As a means to save the city money, the city of Spring Lake Park has change its ordinance covering false fire alarms and police calls.
The Spring Lake Park City Council voted unanimously April 15 to decrease the number of allowed police calls and increase the allowed fire calls before administrative user fees kick in.
Businesses, commercial properties and rental properties will now be allowed two false fire alarms before the administrative fees are assessed under the amended ordinance.
Prior to the change, only one false fire alarm was allowed.
But more than three false police calls will lead to a fee following Monday’s council decision.
The previous ordinance allowed four calls before fines were charged, according to Assistant City Administrator Dan Buchholtz.
And it also required anyone with more than the allowed false alarms to purchase an alarm system permit, but there was no physical permit, he said.
The user would receive a letter and be required to pay a user fee or the city would not respond to the calls, Buchholtz said.
The problem was the police and fire departments would not know if the alarm was false until they arrived at the property, he said.
While some users would pay the fee, others would not because they did not agree with the number of false calls or simply refuse to pay the fee, Buchholtz said.
Given the user fees were between $35 and $100, it would cost much more to have Anoka or Ramsey counties prosecute the cases, Buchholtz said.
The new ordinance now puts in writing what the actual practices have been and allows the city to assess the property for any unpaid alarm fees, Buchholtz said.
It also creates “an appeals process for alarm users who are required to pay a user fee,” he said.
Although changing the false alarms limit from four for the police calls and one for the fire department was not part of Buchholtz’s recommendation, Councilmember Bill Nash said he wanted it the same as Blaine and Mounds View, who are part of the city’s district.
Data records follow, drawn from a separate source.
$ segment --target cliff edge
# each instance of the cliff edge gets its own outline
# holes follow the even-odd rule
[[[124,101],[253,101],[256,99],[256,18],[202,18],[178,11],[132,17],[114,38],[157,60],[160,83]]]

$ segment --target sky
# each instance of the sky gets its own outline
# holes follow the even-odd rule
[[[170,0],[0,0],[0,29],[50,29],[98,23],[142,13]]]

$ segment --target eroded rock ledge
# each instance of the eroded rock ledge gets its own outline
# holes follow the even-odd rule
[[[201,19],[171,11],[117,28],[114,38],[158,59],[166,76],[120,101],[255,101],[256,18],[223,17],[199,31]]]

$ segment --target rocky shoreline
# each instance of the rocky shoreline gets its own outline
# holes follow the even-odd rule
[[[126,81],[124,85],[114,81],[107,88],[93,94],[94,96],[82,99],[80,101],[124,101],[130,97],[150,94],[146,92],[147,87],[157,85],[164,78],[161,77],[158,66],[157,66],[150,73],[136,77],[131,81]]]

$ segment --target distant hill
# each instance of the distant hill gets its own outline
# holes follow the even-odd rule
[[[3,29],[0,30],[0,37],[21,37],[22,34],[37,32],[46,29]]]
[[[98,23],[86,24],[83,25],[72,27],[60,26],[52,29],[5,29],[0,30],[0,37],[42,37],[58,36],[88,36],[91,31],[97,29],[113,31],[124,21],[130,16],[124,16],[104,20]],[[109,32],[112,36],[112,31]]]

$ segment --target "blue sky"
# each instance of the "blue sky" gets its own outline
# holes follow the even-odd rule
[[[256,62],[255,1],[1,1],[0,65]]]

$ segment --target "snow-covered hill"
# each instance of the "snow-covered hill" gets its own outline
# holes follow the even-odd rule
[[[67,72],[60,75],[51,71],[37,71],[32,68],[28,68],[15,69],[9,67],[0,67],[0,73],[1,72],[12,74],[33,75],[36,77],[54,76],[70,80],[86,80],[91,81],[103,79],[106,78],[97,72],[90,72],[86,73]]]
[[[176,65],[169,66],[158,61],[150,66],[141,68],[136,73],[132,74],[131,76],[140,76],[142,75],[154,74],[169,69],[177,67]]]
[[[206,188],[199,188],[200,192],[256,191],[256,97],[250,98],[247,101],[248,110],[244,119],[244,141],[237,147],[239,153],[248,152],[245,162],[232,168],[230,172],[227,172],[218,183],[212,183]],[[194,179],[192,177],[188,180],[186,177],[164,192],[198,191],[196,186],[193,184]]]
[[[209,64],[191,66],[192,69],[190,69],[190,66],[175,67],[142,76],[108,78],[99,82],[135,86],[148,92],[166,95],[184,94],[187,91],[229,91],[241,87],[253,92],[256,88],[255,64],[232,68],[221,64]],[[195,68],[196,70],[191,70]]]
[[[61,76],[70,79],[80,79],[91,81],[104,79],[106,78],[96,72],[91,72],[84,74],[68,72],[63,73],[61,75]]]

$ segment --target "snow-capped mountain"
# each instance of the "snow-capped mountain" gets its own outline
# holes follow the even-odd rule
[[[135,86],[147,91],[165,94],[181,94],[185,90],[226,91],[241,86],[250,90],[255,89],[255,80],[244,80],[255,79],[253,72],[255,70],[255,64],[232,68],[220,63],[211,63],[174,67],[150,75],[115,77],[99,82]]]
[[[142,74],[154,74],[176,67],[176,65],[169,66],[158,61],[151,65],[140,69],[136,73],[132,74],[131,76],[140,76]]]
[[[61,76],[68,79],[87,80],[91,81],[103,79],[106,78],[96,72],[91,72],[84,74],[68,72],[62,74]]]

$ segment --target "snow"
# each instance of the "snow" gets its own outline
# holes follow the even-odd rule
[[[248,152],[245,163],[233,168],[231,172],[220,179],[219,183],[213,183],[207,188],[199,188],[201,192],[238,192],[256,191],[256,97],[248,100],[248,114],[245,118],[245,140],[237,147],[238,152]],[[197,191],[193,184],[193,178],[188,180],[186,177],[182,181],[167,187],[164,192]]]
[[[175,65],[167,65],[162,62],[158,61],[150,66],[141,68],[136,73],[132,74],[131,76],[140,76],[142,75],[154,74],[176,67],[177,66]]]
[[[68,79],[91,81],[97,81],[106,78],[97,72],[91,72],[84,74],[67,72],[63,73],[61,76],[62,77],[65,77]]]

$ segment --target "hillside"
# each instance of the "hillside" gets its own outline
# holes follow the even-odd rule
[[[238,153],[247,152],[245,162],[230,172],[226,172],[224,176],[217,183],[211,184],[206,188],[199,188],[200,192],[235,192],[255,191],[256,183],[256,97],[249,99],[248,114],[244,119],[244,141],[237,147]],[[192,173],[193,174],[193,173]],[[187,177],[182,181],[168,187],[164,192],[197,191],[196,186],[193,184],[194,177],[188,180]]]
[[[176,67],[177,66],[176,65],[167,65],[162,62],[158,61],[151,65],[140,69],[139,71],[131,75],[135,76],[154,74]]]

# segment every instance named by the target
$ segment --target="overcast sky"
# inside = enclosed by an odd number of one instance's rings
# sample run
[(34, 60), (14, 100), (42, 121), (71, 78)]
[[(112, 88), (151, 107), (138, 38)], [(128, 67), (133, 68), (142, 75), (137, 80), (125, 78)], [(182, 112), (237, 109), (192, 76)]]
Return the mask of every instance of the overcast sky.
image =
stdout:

Blaine allows three false fire alarms and Mounds View allows two, he said.
“The city is more strict on the false fire alarms because they are more costly,” Buchholtz said.
The fire department receives about 60 false alarms a year, said Barry Brainard, building official/fire marshal.
The idea behind the restrictions is to save the city money and get people with malfunctioning alarm systems to replace them, said City Administrator Barb Nelson.
When the Northtown Apartments false alarm fees continued to grew, the company finally decided to replace the system because it would be cheaper, Brainard said.
Many of the false alarms are generated by commercial businesses, not private homes, Buchholtz said
In the past there were also a lot of calls from the high school when employees would not put in the door codes, Barb Nelson said.